In der Zeit der sowjetischen Besatzung muss man das Liederfest auch immer im Zusammenhang mit den politischen Verhältnissen sehen. Das Singen der litauischen Nationalhymne und anderer Lieder mit nationalen Inhalten war unter den Sowjets strengstens verboten. Trotzdem wurde das Dainų šventė immer wieder subtil für Proteste gegen das Regime genutzt und war in den 1980er Jahren ein integraler Bestandteil der Unabhängigkeitsbewegung, die auch unter der Bezeichnung "Singende Revolution" bekannt geworden ist.
Die Sutartinės sind mehrstimmige Volkslieder, deren sehr alte Tradition nur im Osten und Nordosten Litauens gepflegt wird. Der Gesang wird manchmal von typisch litauischen Instrumenten und mit Tanzschritten begleitet. Das Besondere an diesen Liedern ist die Freiheit und Polyphonie der einzelnen Stimmen nicht nur in der Melodie, sondern auch beim Text und beim Rhythmus. Daraus ergibt sich ein sehr spannungsreicher und expressiver Charakter, der diese Musik einzigartig macht.
Sutartinės wurden bereits vor dem Beginn schriftlicher Aufzeichnungen gesungen und gehen wahrscheinlich auf heidnische Bräuche zurück. Sie wurden von Generation zu Generation mündlich weitergegeben. Die Sängerinnen, Sänger und Musiker treten bis heute meist in traditionellen litauischen Kostümen auf. Erstaunlich ist, dass sehr viele junge Menschen das alte Liedgut am Leben erhalten. Wer einen tieferen Einblick in die litauische Kultur und Mentalität gewinnen will, sollte sich diese Musik nicht entgehen lassen. Sie wurde 2010 übrigens ebenfalls in das Kulturerbe der Menschheit seitens der UNESCO aufgenommen.
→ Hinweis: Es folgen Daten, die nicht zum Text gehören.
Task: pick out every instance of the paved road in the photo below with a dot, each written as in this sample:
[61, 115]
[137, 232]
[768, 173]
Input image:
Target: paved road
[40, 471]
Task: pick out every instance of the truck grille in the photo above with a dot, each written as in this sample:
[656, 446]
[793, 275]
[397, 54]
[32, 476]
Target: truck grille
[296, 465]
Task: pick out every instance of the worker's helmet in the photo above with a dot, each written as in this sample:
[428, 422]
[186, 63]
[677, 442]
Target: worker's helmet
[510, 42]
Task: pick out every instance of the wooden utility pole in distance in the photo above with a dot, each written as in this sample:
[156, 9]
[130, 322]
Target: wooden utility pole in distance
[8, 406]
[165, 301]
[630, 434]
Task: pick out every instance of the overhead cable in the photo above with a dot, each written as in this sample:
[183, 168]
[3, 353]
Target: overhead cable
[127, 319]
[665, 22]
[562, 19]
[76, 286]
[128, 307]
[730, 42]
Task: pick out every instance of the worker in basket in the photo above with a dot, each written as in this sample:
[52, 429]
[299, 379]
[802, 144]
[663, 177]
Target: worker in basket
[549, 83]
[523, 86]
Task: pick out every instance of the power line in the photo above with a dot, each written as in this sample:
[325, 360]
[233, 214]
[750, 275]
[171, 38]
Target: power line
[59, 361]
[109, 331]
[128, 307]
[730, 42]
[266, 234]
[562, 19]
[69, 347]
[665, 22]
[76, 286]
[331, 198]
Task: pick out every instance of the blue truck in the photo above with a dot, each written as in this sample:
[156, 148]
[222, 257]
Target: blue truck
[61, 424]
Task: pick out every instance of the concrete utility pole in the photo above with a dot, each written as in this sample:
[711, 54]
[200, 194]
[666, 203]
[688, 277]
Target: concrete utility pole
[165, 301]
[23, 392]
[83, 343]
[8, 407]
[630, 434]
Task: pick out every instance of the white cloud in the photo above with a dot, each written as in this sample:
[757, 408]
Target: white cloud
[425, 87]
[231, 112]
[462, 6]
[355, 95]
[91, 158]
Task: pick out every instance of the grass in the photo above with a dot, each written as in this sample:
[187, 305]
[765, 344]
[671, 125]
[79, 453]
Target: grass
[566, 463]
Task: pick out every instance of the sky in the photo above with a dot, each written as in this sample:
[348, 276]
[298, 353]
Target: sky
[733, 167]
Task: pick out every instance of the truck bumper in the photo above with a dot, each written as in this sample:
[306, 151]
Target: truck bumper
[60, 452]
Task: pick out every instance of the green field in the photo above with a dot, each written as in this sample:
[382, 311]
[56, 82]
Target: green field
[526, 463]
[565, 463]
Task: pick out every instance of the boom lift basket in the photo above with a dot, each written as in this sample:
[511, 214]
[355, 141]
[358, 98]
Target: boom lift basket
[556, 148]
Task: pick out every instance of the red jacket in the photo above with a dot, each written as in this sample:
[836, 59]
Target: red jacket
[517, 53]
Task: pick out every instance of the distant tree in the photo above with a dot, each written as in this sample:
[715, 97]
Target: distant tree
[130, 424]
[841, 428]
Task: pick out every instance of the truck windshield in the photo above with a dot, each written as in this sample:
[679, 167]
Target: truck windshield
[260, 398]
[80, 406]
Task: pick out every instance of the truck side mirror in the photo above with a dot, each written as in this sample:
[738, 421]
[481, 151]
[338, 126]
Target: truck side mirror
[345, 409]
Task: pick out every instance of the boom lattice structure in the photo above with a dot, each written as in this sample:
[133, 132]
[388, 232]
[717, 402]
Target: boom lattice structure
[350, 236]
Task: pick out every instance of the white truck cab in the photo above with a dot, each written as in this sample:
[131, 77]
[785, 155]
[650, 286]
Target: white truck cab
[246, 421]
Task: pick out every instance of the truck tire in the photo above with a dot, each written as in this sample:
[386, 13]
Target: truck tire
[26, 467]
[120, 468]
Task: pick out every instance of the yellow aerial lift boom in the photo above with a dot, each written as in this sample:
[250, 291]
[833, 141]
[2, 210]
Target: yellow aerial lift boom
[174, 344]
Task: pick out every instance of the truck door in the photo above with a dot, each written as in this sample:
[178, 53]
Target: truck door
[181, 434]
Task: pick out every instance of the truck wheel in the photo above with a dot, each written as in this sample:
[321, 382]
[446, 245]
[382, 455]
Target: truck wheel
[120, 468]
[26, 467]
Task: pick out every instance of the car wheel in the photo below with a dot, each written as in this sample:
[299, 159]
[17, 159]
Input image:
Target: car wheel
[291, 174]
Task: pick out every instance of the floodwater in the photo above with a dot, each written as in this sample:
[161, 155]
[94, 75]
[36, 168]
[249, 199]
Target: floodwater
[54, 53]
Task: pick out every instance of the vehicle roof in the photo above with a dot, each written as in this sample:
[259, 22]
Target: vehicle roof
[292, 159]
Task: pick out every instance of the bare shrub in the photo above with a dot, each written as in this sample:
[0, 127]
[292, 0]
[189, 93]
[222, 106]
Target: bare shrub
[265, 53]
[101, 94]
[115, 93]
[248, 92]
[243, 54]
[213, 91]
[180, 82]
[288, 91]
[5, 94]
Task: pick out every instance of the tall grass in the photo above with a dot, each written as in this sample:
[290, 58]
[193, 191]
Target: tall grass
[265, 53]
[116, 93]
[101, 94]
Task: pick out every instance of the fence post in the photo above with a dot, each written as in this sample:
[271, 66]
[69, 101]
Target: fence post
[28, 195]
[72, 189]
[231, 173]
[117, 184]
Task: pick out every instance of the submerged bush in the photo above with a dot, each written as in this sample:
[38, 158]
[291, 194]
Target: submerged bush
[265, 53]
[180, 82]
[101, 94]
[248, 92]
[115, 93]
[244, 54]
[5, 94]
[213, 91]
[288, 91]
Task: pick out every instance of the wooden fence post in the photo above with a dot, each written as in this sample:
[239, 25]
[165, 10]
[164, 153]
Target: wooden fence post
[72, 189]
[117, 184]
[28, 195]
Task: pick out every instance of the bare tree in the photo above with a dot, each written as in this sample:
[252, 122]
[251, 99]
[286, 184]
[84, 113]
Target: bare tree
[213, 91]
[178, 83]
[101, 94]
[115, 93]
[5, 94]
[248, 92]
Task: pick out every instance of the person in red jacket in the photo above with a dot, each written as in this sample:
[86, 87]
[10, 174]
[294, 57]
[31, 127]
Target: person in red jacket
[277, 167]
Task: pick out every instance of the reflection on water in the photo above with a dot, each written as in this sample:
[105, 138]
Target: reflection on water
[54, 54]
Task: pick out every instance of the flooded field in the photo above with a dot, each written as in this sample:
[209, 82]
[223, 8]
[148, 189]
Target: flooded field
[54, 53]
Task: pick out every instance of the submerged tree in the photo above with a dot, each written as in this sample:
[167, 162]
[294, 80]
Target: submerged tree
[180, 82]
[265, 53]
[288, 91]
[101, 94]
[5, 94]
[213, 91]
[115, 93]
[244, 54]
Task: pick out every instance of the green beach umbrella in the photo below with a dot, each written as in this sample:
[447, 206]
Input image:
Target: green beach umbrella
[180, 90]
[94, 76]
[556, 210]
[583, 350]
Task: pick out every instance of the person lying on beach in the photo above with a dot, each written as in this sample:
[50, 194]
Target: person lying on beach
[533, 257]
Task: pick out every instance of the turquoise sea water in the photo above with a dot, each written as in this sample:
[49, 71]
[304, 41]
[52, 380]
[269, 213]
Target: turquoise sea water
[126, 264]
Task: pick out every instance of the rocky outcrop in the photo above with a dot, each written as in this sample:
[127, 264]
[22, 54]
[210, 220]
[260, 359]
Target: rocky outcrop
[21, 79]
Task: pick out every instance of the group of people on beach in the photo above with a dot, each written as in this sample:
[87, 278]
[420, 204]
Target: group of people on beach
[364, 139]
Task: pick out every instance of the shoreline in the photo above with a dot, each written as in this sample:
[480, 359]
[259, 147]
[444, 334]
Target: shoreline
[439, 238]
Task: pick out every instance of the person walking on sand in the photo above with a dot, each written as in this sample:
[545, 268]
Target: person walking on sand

Über litauische Popmusik muss man nicht allzu viele Worte verlieren. Sie folgt dem gleichen Schema und den gleichen Einflüssen wie überall in der Welt. Auf starkes Interesse beim Publikum stößt allerdings immer wieder der Eurovision Song Contest, an dem das Land seit den 1990er Jahren teilnimmt, sowie seine nationalen Vorentscheidungen.
Viel interessanter ist die litauische Jazz-Szene mit vielen hervorragenden jungen Bands und Musikern, aber auch "alten Hasen" wie Petras Vyšniauskas oder die Dainius Pulauskas Group. Jedes Jahr im Oktober findet im Rusų Dramos Teatras (Russisches Drama Theater) das Festival Jazz Vilnius statt. Es geht über vier Tage und vereint internationale Jazz-Größen und einheimischen Nachwuchs unter dem Label Vilnius Jazz Young Power.
Auf youtube gibt es unter dem Stichwort Sutartinės zahlreiche Beispiele für diese Musik. Auch Jazz und Pop sind gut vertreten.